This should help. First some helper code to construct an example.
randomString[n_] := StringJoin @@ Map[FromCharacterCode, RandomChoice[Range[65, 90], n]]
randomEntry[n_, m_] := Prepend[RandomInteger[{0, 9}, m], randomString[n]]
randomEntrySet[n_, m_, l_] := Table[randomEntry[n, m], {l}]

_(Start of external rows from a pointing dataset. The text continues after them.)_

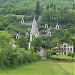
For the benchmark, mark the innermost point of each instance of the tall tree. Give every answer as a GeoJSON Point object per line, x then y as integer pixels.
{"type": "Point", "coordinates": [37, 11]}
{"type": "Point", "coordinates": [22, 42]}
{"type": "Point", "coordinates": [36, 44]}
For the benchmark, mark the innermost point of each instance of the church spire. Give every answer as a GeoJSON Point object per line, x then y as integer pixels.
{"type": "Point", "coordinates": [34, 30]}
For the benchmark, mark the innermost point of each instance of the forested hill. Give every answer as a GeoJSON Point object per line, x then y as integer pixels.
{"type": "Point", "coordinates": [14, 6]}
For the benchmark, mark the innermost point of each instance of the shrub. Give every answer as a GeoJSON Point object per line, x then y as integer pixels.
{"type": "Point", "coordinates": [48, 55]}
{"type": "Point", "coordinates": [72, 55]}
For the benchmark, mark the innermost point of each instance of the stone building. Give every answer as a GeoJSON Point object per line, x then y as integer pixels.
{"type": "Point", "coordinates": [63, 49]}
{"type": "Point", "coordinates": [34, 30]}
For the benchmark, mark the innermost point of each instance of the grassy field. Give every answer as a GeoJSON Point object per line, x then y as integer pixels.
{"type": "Point", "coordinates": [42, 68]}
{"type": "Point", "coordinates": [62, 57]}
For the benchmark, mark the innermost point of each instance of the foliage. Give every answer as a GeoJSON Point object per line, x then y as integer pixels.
{"type": "Point", "coordinates": [22, 42]}
{"type": "Point", "coordinates": [10, 56]}
{"type": "Point", "coordinates": [42, 68]}
{"type": "Point", "coordinates": [48, 55]}
{"type": "Point", "coordinates": [36, 43]}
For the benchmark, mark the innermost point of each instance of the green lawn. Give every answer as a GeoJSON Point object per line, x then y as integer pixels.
{"type": "Point", "coordinates": [62, 57]}
{"type": "Point", "coordinates": [41, 68]}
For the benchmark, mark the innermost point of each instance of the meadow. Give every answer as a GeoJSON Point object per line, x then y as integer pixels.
{"type": "Point", "coordinates": [48, 67]}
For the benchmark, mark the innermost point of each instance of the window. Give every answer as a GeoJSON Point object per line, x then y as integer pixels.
{"type": "Point", "coordinates": [68, 48]}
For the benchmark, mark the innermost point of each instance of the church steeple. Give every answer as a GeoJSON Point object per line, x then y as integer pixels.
{"type": "Point", "coordinates": [34, 30]}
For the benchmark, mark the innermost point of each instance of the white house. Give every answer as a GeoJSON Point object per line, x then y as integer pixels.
{"type": "Point", "coordinates": [63, 49]}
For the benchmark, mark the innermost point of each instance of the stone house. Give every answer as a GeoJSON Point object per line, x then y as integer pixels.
{"type": "Point", "coordinates": [63, 49]}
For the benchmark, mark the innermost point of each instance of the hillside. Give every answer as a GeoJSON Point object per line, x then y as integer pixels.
{"type": "Point", "coordinates": [20, 6]}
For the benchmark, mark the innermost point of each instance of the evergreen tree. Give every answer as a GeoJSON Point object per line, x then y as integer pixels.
{"type": "Point", "coordinates": [73, 5]}
{"type": "Point", "coordinates": [37, 11]}
{"type": "Point", "coordinates": [54, 7]}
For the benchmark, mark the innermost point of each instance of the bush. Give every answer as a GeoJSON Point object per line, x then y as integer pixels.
{"type": "Point", "coordinates": [48, 55]}
{"type": "Point", "coordinates": [72, 55]}
{"type": "Point", "coordinates": [16, 56]}
{"type": "Point", "coordinates": [69, 54]}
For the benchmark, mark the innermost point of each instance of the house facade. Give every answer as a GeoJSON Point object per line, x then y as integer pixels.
{"type": "Point", "coordinates": [63, 49]}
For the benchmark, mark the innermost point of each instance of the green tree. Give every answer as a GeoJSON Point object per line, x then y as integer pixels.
{"type": "Point", "coordinates": [36, 43]}
{"type": "Point", "coordinates": [37, 11]}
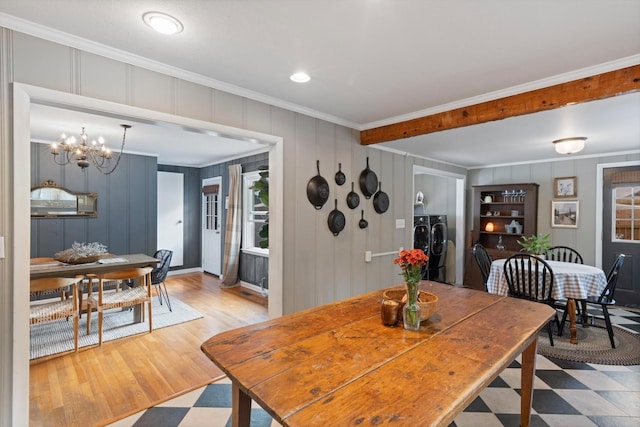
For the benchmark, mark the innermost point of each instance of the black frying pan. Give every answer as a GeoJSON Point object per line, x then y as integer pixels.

Quick example of what this does:
In[1229]:= randomEntrySet[3, 4, 10]
Out[1229]= {{"LWN", 9, 1, 8, 7}, {"JDD", 2, 2, 0, 7}, {"BKE", 3, 2, 6, 7},
{"ZGS", 5, 9, 3, 2}, {"JPW", 1, 1, 3, 9}, {"FBK", 5, 8, 4, 8},
{"IPR", 7, 9, 1, 9}, {"FQD", 9, 3, 0, 2}, {"SDD", 9, 4, 3, 2}, {"UVG", 1, 3, 3, 5}}
Create a random example for a dataset of length one million and a set of one thousand keys selected at random from that set.
SeedRandom[1234];
dsize = 10^6;
randdata = randomEntrySet[10, 10, dsize];
ksize = 10^3;
randSKUs = randdata[[RandomChoice[Range@dsize, ksize], 1]];
Your lookup iterates over all the SKUs we seek. This has the possible advantage of finding them in the order they are listed (if that's important to your work).

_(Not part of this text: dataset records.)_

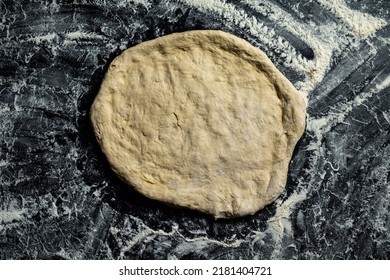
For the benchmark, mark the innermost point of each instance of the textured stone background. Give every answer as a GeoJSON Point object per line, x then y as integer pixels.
{"type": "Point", "coordinates": [60, 200]}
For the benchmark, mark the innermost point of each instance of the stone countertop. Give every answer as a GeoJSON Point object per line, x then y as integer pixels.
{"type": "Point", "coordinates": [60, 200]}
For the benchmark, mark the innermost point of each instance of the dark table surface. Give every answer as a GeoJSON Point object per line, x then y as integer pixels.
{"type": "Point", "coordinates": [60, 200]}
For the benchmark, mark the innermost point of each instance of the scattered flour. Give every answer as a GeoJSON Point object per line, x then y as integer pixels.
{"type": "Point", "coordinates": [10, 217]}
{"type": "Point", "coordinates": [280, 223]}
{"type": "Point", "coordinates": [362, 24]}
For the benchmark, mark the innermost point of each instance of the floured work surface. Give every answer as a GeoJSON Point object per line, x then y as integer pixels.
{"type": "Point", "coordinates": [200, 119]}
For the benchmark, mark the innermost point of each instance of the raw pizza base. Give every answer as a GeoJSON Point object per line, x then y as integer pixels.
{"type": "Point", "coordinates": [201, 120]}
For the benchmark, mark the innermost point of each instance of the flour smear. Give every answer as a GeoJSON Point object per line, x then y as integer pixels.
{"type": "Point", "coordinates": [324, 40]}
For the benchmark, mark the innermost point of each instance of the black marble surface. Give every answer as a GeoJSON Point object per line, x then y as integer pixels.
{"type": "Point", "coordinates": [60, 200]}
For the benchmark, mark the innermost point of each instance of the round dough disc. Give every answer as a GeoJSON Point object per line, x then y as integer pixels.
{"type": "Point", "coordinates": [201, 120]}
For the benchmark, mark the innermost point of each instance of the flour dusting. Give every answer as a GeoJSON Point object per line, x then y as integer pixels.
{"type": "Point", "coordinates": [362, 24]}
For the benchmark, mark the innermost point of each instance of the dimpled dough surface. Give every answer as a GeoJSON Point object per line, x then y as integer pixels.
{"type": "Point", "coordinates": [201, 120]}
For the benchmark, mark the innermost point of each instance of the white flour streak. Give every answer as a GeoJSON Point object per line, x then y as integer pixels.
{"type": "Point", "coordinates": [280, 223]}
{"type": "Point", "coordinates": [249, 23]}
{"type": "Point", "coordinates": [83, 35]}
{"type": "Point", "coordinates": [9, 217]}
{"type": "Point", "coordinates": [322, 44]}
{"type": "Point", "coordinates": [125, 3]}
{"type": "Point", "coordinates": [48, 37]}
{"type": "Point", "coordinates": [362, 24]}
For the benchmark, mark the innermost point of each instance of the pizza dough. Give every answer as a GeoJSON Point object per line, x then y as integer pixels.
{"type": "Point", "coordinates": [201, 120]}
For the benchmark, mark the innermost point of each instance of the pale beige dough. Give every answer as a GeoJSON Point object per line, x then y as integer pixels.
{"type": "Point", "coordinates": [199, 119]}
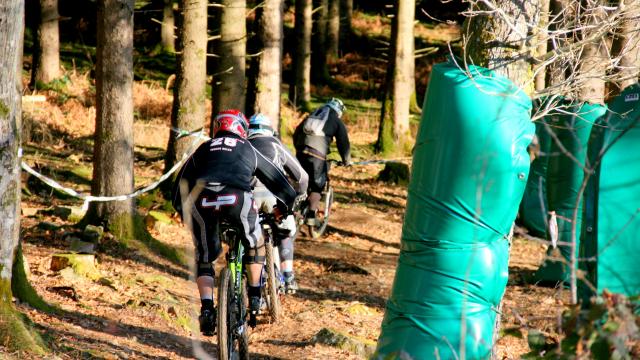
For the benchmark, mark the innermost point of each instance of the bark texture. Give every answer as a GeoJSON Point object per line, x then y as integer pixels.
{"type": "Point", "coordinates": [269, 62]}
{"type": "Point", "coordinates": [542, 44]}
{"type": "Point", "coordinates": [320, 70]}
{"type": "Point", "coordinates": [14, 335]}
{"type": "Point", "coordinates": [394, 134]}
{"type": "Point", "coordinates": [497, 44]}
{"type": "Point", "coordinates": [629, 46]}
{"type": "Point", "coordinates": [189, 91]}
{"type": "Point", "coordinates": [593, 60]}
{"type": "Point", "coordinates": [229, 78]}
{"type": "Point", "coordinates": [300, 89]}
{"type": "Point", "coordinates": [167, 31]}
{"type": "Point", "coordinates": [113, 149]}
{"type": "Point", "coordinates": [346, 13]}
{"type": "Point", "coordinates": [46, 64]}
{"type": "Point", "coordinates": [333, 30]}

Timing[skuposns = Flatten@Table[
Position[randdata[[All, 1]], randSKUs[[i]]], {i, 1, Length@randSKUs}];]
(* Out[1235]= {44.2355, Null} *)
If we use Alternatives
it is much faster to find these positions.
Timing[skuposns2 = Flatten[Position[randdata[[All, 1]], Apply[Alternatives, randSKUs]]];]
(* Out[1236]= {0.095339, Null} *)
These are not in the same ordering. The first is ordered by where the SKU appears in the search list while the second is ordered by where a sought-for SKU appears in the data set. It is easy to show this so I'll skip that and just show that the two are equivalent as unordered sets.
skuposns === skuposns2, Union[skuposns] === Union[skuposns2]}
(* Out[1263]= {False, True} *)
Why did I use Union
instead of, say, Sort
? In this particular example it happens that a key we sought for is repeated in the set, so the result lengths differ by one since there's a duplicate in the first set. Which might be a disadvantage, depending on actual usage requirements.
If you do not care about the ordering of the positions then you are done. If you require the ordering of the first result, that can be obtained with a bit more work. And it's much faster since we've reduced the size of the set we'd need to work with. If this is a requirement feel free to note that and people can provide guidance.